Reinforcement mechanism of silica surface hydroxyl: The opposite effect

Abstract

Silica is one of the best reinforcing fillers for silicone rubber due to its similar structure to the main chain of silicone rubber and abundant surface hydroxyl groups. However, for the role of surface hydroxyl groups in reinforcement, there are many conflicting conclusions. This paper combines experiments and molecular dynamics calculations to illustrate that the reinforcing mechanism of the hydroxyl group is two-sided.

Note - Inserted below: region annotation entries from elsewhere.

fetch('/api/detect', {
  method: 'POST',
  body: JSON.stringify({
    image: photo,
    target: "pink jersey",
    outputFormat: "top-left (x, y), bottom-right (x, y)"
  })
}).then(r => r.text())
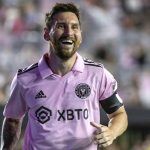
top-left (4, 54), bottom-right (116, 150)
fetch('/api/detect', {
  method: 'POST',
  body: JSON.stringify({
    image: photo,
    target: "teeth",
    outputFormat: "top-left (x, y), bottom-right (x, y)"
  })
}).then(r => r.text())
top-left (62, 40), bottom-right (73, 44)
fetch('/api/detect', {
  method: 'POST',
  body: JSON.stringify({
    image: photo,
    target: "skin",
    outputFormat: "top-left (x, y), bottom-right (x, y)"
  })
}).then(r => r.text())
top-left (44, 12), bottom-right (82, 76)
top-left (1, 118), bottom-right (22, 150)
top-left (1, 12), bottom-right (128, 150)
top-left (90, 106), bottom-right (128, 147)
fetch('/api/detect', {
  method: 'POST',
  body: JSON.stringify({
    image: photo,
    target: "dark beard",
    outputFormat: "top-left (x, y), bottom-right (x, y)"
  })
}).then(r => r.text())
top-left (56, 49), bottom-right (76, 60)
top-left (54, 38), bottom-right (77, 60)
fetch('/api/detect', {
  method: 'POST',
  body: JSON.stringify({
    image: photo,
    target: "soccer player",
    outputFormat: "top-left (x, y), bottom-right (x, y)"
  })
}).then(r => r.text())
top-left (1, 3), bottom-right (128, 150)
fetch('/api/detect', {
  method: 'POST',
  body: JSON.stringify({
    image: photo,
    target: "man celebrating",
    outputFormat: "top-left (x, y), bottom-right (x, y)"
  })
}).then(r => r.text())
top-left (1, 3), bottom-right (128, 150)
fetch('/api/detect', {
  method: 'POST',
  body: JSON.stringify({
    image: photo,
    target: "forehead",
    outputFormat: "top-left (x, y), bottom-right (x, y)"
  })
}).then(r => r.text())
top-left (53, 12), bottom-right (79, 24)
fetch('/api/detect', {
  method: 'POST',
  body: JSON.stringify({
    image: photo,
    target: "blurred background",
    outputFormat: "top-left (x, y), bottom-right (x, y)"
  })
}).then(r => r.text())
top-left (0, 0), bottom-right (150, 150)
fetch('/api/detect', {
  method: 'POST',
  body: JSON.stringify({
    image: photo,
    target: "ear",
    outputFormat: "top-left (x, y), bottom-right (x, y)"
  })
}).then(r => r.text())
top-left (44, 27), bottom-right (50, 41)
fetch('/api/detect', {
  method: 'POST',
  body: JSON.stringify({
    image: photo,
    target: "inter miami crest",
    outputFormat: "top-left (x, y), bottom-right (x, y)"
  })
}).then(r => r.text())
top-left (75, 83), bottom-right (91, 99)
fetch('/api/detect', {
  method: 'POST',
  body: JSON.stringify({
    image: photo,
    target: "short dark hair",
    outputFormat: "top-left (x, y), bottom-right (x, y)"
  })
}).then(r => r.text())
top-left (45, 3), bottom-right (81, 29)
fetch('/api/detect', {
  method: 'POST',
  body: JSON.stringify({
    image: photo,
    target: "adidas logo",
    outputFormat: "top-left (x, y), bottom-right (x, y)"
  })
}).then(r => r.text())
top-left (35, 90), bottom-right (46, 99)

Firstly, at 30 phr, the tensile strength increases from 6.34 ± 0.47 MPa to 8.40 ± 0.37 MPa as the number of hydroxyl groups decreases; the Payne effect decreases, and the bound rubber content increases from 25.7% to 34.0%, and the filler-rubber interfacial interaction increases; molecular dynamics calculations show that as the number of hydroxyl groups increases, (I) the interaction forces between the silica particles increase, inhibiting their dispersion in the silicone rubber; (II) physical-adsorption water increases and the strength of the rubber-filler interfacial interaction decreases, reducing the reinforcing effect. Secondly, as the amount of silica added gradually reduces, the difference in tensile strength between Silica (13.1 OH/nm2) /SR composites and A200 (4.5 OH/nm2) /SR composites decreases. At 5 phr, the tensile strength of Silica-5 phr is 0.95 ± 0.07 MPa, which is higher than that of A200-5 phr, 0.87 ± 0.19 MPa; the bound rubber content and the filler-rubber interfacial interaction of Silica-5 phr are higher than A200-5 phr; molecular dynamics calculations show that the strength of the filler-rubber interfacial interaction increases gradually with increasing hydroxyl groups for similar dispersion states. This paper would help design more desirable silica structures with a highly branched structure and multiple hydroxyl groups as an ideal reinforcing agent.